Counterfeit compassion brushes aside the truth. Real compassion asks questions, investigates, tries to find out what is actually going on. But there is something else about true compassion. It operates within a context. Jesus sets the context before he tells the parable. When the lawyer asks Jesus what he must do to gain everlasting life, Jesus replies with the law, the Ten Commandments which are summed up the two great ones: love of God and love of neighbor. True compassion is exercised in that context. Without a grounding in the commandments, compassion often has disastrous effects.
Let me give a few examples. I have known girls who have given up a great treasure, their virginity, because they felt sorry for some guy. Afterwards he bragged to his friends and laughed at her gullibility. I have known parents who felt sorry for their child because he was tired or upset and told him he did not have to go to Mass this Sunday. Pretty soon he lost the important pattern of weekly worship. The results of forgetting the commandments to practice compassion are inevitably destructive.
One could multiply examples of compassion trumping morality. In fact our society is constantly doing just that. We are told to have compassion for the homosexual, which is good as long as it does not overrule the sixth and ninth commandments. Compassion for women in difficult pregnancies should not lead us to sweep aside the fifth. The falseness of such compassion would become clearer if I gave examples that almost everyone considers wrong: rape, wife abuse, pedophilia, drunken driving, etc. Any compassion we could muster for a rapist or pedophile would never lead us to justify his behavior.
Jesus warns us against a false and destructive compassion by situating his story of the Good Samaritan in the context of the ten commandments. It might be said that the commandments give us the framework for practicing true compassion. Compassion is something like a glowing fire. If it is held within the frame of a fireplace, it gives warmth and light to the home. But pull it out of that frame and pretty soon the whole house is burned down.

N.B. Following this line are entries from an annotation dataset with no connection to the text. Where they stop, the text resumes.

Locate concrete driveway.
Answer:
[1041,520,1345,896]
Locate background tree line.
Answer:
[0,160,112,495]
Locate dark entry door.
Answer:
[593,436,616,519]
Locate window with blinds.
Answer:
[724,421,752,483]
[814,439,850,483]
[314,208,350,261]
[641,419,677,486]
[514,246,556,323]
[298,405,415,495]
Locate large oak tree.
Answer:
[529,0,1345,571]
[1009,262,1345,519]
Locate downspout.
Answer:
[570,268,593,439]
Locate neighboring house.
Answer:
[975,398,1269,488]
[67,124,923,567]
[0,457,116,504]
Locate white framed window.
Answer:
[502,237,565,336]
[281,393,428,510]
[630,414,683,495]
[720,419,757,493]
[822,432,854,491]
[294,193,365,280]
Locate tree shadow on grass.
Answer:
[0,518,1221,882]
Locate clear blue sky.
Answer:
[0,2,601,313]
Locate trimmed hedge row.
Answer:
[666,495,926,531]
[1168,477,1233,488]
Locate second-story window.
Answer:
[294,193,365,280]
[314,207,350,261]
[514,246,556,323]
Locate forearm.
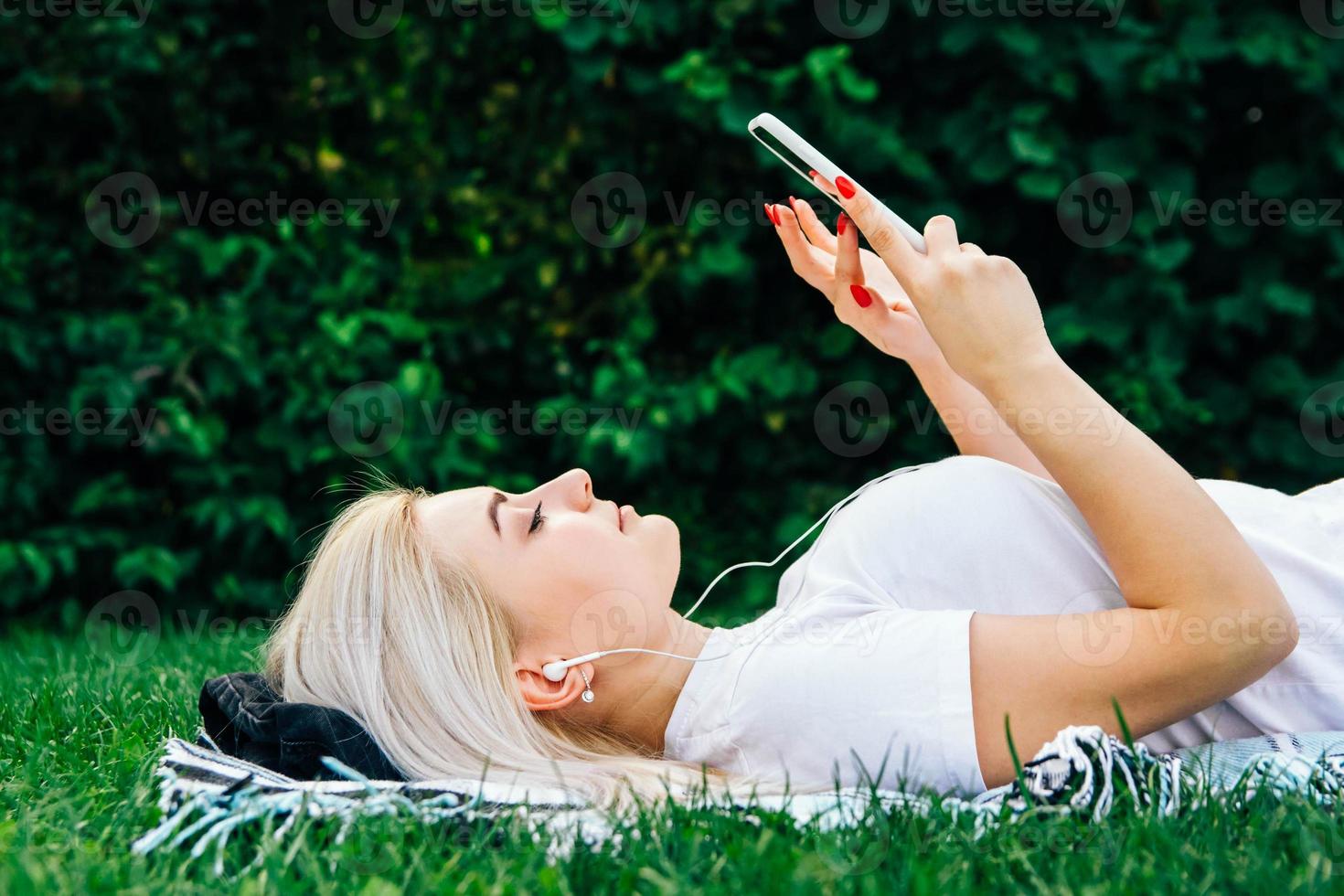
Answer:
[910,353,1052,480]
[984,353,1292,622]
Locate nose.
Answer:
[543,469,592,510]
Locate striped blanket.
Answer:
[132,727,1344,872]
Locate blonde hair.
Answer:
[266,487,747,806]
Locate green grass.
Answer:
[0,623,1344,896]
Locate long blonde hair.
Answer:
[266,486,747,806]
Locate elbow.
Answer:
[1242,586,1302,672]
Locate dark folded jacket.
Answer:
[200,672,404,781]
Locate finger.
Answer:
[807,171,840,197]
[924,215,961,258]
[835,212,864,289]
[769,206,833,298]
[789,197,836,255]
[836,175,927,293]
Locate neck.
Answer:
[580,609,709,753]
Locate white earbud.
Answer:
[541,464,927,681]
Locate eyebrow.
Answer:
[485,492,508,535]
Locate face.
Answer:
[417,470,681,665]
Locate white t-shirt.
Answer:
[664,455,1344,791]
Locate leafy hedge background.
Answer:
[0,0,1344,624]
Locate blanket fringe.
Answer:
[132,727,1344,874]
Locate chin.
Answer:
[638,515,681,584]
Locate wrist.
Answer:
[975,344,1072,400]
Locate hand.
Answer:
[836,177,1059,393]
[767,197,942,367]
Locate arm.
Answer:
[910,352,1053,480]
[837,185,1297,784]
[770,201,1050,480]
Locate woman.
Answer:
[269,178,1344,801]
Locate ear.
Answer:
[514,662,592,712]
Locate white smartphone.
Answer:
[747,112,926,252]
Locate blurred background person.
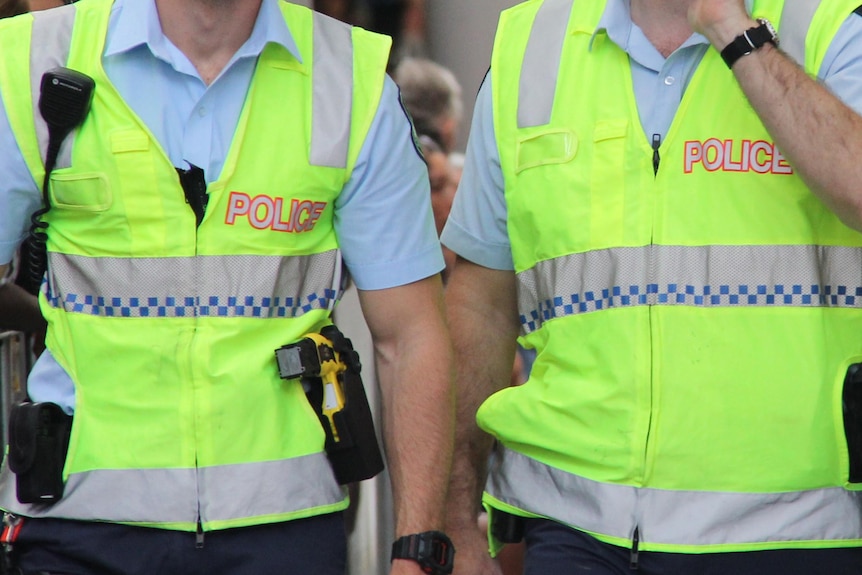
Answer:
[392,58,464,155]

This month we celebrate the anniversary of an act that combined compassion with truth. Thirty years ago on July 25 Pope Paul VI published his famous encyclical Humanae Vitae. He told us the truth about the meaning and purpose of human sexuality--that it can be used only in marriage and there must always remain open to the procreation of life. Some people condemned it for lacking compassion to married couples. Thirty years later we can see he had the truest compassion. Non-Catholic sociologists are beginning to realize the disastrous consequences of such widespread contraception: premarital cohabitation with all the suffering it has caused, loss of communication and respect between spouses, marital infidelity and breakdown, disorientation of children, degradation of women, etc. These consequences of birth control were predicted by Pope Paul VI. One other thing he predicted was what I mentioned earlier in the current attempt to force all of us to pay for abortifacient forms of "birth control." He predicted that widespread acceptance of artificial birth control would lead to a blurring of the line between contraception and abortion. That of course has happened and is gradually leading to an acceptance of infanticide as the current debate over "partial birth abortion" makes clear.
The message for this Sunday: Compassion. Compassion with Truth. Compassion within the Moral Law.
As you can surmise, I am concerned about a misuse of the parable to the Good Samaritan. Another approach which would also avoid the common pitfall (compassion trumps morality) is the patristic one. For the Church Fathers the man beaten by robbers is humanity. The Good Samaritan is Jesus who takes compassion on us, heals our wounds with oil and wine (the sacraments), places us on his own mount (the cross) and takes us to an inn (the Church). The two coins are the twin commandments of love of God and neighbor, a debt we could never pay on our own, but which Jesus has paid for us. The command to "Go and do the same" is to recognize the compassion Jesus has shown to each of us and ask his help to extend that compassion to other. In this approach we avoid the fatal error of concluding we have some kind of personal righteousness (our supposed compassion) which saves us apart from Jesus' mercy.